当初は横柄なキャラクターだったが、キョンシーの恐ろしさを目の当たりにしたことですっかり萎縮してしまい、チェンに逆らうことなく素直に言うことを聞くようになる。またいざという時は先代キョンシーに立ち向かい、ティンを守ろうとするなど意外な男気を見せた。
前述のように横柄である一方で、逃走した先代キョンシーの追跡を我先に買って出たりなど正義感の強さを見せている(ただし誰も追跡に続かなかったので怖くなって諦めている)。ヤンのことは叔父として慕っていたようで、死んだ時は涙一つ流さなかったが遺体の前で「必ず仇は討ちます」と告げたり、死後も遺体を粗末に扱わないようにするなどしていた。皮肉にもキョンシーと化したヤンに襲われ、キョンシーの恐ろしさを嫌というほど味わうこととなった。

先代キョンシー(任老太爺)/ユン・ワー

ヤンの父親でティンの祖父。本作のラストボス。
生前は金と権力に物を言わせてかなり強引な方法をとっていたらしく、占い師から無理やり土地を買い取ったことで恨みを買っていた。

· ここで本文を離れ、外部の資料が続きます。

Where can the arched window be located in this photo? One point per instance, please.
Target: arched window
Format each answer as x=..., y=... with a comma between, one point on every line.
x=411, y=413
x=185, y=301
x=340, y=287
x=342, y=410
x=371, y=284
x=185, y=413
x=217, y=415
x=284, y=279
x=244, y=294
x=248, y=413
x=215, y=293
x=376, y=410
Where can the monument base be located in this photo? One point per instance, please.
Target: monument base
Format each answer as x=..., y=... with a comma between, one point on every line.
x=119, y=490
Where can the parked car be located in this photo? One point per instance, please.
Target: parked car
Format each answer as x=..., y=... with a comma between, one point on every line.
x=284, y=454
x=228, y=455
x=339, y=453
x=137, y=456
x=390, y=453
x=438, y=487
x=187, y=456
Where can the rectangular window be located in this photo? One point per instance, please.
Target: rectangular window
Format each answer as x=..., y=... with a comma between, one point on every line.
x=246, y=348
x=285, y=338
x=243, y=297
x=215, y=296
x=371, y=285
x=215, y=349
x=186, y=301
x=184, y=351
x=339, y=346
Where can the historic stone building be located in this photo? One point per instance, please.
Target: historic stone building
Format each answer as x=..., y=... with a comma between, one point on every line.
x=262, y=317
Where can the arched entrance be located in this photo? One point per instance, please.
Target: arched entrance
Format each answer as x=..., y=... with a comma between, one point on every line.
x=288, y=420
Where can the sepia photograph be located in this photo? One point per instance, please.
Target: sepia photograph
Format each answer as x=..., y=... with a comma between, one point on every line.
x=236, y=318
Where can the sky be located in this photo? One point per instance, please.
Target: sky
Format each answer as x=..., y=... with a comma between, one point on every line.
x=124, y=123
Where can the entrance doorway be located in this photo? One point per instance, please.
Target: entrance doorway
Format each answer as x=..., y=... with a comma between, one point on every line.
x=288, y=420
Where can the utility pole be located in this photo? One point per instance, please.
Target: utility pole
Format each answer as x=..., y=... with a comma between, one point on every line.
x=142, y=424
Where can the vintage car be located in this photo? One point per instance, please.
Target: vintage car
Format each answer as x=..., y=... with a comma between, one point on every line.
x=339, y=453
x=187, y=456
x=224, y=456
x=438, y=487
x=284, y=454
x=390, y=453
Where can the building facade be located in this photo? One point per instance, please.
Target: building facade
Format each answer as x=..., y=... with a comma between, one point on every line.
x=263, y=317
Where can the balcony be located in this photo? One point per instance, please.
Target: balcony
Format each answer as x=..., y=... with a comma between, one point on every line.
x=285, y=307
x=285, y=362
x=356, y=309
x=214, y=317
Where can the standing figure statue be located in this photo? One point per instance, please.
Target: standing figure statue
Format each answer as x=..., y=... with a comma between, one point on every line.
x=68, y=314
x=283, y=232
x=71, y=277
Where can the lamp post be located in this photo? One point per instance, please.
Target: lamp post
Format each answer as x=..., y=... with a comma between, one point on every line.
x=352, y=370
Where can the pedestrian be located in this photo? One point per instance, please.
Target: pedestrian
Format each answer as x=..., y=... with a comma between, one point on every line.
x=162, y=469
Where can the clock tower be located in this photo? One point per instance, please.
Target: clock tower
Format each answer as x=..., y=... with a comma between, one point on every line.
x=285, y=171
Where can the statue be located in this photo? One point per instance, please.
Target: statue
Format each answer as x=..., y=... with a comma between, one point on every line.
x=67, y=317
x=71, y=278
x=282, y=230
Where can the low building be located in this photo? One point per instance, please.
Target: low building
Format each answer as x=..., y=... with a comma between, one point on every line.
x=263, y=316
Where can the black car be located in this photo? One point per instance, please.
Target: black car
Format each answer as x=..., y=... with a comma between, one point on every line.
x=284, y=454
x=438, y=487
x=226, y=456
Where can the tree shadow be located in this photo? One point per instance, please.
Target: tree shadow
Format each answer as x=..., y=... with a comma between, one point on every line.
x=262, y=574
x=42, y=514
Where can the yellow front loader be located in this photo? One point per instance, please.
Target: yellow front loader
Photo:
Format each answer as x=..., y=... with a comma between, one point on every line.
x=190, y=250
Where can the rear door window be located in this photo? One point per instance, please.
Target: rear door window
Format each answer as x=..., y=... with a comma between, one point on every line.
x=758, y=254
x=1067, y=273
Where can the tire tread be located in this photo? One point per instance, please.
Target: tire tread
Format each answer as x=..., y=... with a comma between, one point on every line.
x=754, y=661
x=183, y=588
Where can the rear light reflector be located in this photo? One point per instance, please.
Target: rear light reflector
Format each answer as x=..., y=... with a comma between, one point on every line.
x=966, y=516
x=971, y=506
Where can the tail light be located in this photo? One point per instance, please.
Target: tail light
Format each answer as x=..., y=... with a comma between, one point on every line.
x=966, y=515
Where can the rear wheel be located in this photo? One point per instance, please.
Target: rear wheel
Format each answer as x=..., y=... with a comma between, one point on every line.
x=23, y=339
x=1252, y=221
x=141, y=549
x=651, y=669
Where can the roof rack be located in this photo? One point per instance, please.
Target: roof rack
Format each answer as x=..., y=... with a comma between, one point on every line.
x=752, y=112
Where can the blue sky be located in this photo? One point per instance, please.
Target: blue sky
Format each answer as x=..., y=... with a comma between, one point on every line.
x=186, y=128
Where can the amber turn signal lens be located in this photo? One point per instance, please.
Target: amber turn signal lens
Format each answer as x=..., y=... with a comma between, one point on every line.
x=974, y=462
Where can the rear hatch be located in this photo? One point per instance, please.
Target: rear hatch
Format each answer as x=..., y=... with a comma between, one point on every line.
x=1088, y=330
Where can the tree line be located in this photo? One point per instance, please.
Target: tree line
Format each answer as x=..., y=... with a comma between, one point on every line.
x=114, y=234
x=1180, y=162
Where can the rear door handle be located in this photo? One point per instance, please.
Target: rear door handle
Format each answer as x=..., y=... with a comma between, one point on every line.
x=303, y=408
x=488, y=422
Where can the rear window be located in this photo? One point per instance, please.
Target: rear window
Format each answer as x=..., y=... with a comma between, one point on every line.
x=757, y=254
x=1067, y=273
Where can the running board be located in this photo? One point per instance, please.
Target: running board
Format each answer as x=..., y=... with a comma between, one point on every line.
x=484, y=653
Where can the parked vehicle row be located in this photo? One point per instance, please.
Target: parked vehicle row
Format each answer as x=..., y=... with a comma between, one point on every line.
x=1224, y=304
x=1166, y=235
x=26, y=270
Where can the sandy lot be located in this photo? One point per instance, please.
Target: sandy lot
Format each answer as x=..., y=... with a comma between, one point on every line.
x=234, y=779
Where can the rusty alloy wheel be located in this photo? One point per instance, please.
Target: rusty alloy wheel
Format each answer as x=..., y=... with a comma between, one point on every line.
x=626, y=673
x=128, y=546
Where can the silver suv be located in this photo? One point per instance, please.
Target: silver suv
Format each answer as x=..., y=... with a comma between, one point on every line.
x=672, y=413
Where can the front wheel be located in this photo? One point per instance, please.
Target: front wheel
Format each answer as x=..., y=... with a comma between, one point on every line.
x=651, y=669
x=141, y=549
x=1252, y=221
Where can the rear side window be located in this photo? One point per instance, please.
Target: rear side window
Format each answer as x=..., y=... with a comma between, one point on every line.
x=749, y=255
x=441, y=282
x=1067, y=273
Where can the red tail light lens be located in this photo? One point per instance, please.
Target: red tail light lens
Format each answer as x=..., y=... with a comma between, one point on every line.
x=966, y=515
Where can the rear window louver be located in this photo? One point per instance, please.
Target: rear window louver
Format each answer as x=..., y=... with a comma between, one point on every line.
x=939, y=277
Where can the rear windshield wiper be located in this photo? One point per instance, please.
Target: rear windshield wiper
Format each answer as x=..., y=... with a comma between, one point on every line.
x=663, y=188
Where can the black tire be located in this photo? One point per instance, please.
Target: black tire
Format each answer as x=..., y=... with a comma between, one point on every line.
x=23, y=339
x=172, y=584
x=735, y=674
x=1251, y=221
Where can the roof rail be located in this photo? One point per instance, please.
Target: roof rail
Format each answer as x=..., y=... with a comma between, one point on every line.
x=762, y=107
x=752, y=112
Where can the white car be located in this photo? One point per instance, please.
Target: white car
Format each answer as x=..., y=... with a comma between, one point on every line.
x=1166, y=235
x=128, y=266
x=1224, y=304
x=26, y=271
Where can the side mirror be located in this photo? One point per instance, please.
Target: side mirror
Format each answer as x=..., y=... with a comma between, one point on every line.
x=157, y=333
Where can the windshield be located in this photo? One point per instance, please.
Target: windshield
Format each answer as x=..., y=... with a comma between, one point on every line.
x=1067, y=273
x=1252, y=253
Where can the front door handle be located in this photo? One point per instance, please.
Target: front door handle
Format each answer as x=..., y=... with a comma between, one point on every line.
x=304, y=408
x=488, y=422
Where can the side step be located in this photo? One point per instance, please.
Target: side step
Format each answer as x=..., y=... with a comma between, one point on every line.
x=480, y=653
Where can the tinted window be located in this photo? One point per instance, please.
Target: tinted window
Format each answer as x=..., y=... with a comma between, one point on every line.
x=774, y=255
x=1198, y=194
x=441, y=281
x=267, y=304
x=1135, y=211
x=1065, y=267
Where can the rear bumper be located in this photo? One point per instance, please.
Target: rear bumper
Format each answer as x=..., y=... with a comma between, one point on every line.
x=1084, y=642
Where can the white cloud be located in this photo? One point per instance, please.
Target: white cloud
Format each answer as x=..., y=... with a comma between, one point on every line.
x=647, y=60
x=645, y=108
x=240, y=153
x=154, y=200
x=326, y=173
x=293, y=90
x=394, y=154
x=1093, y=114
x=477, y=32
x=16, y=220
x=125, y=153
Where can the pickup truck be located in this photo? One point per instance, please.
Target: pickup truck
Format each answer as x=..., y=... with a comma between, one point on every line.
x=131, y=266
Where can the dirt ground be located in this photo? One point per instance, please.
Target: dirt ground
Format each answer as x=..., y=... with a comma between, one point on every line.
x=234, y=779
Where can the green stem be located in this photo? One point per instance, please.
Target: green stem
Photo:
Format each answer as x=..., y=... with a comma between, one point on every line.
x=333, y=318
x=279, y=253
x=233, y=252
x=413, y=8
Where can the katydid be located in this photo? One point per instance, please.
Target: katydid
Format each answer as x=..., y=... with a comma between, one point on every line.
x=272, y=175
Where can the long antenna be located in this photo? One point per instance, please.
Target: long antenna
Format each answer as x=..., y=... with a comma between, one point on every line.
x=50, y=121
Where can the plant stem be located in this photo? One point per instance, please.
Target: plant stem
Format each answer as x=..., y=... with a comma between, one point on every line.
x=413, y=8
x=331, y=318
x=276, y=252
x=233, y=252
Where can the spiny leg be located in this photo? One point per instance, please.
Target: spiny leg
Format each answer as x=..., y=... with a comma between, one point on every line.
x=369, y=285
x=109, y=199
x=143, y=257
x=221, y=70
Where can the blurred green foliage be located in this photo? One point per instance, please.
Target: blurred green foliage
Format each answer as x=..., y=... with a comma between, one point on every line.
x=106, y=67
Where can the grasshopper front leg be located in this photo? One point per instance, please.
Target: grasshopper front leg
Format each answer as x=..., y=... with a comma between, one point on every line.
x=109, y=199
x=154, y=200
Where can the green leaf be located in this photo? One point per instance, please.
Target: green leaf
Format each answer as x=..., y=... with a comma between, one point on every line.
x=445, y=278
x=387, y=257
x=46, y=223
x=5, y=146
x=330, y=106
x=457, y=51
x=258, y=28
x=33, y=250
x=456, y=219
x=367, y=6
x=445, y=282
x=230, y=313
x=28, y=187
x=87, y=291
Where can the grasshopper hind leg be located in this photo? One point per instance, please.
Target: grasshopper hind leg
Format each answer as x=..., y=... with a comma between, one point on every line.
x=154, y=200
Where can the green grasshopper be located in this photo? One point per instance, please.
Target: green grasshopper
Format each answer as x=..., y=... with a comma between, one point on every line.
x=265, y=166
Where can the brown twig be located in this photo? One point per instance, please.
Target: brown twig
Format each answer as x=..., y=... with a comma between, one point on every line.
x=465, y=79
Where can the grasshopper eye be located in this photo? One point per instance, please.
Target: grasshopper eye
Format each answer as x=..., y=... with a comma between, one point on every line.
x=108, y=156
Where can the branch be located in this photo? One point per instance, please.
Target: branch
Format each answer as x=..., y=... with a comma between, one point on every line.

祖父の死後、占い師の仕返しで、誤った埋葬法とその後のいい加減な処置のために怨念が増幅し、天国へは行けず地獄へと落ち、さらにサンコーとモンチョイのミスによって完全にキョンシー化してしまった。その後は息子であるヤンと孫娘ティンの命を狙って行動する。それからは何度もサンコーたちと激闘を繰り広げる。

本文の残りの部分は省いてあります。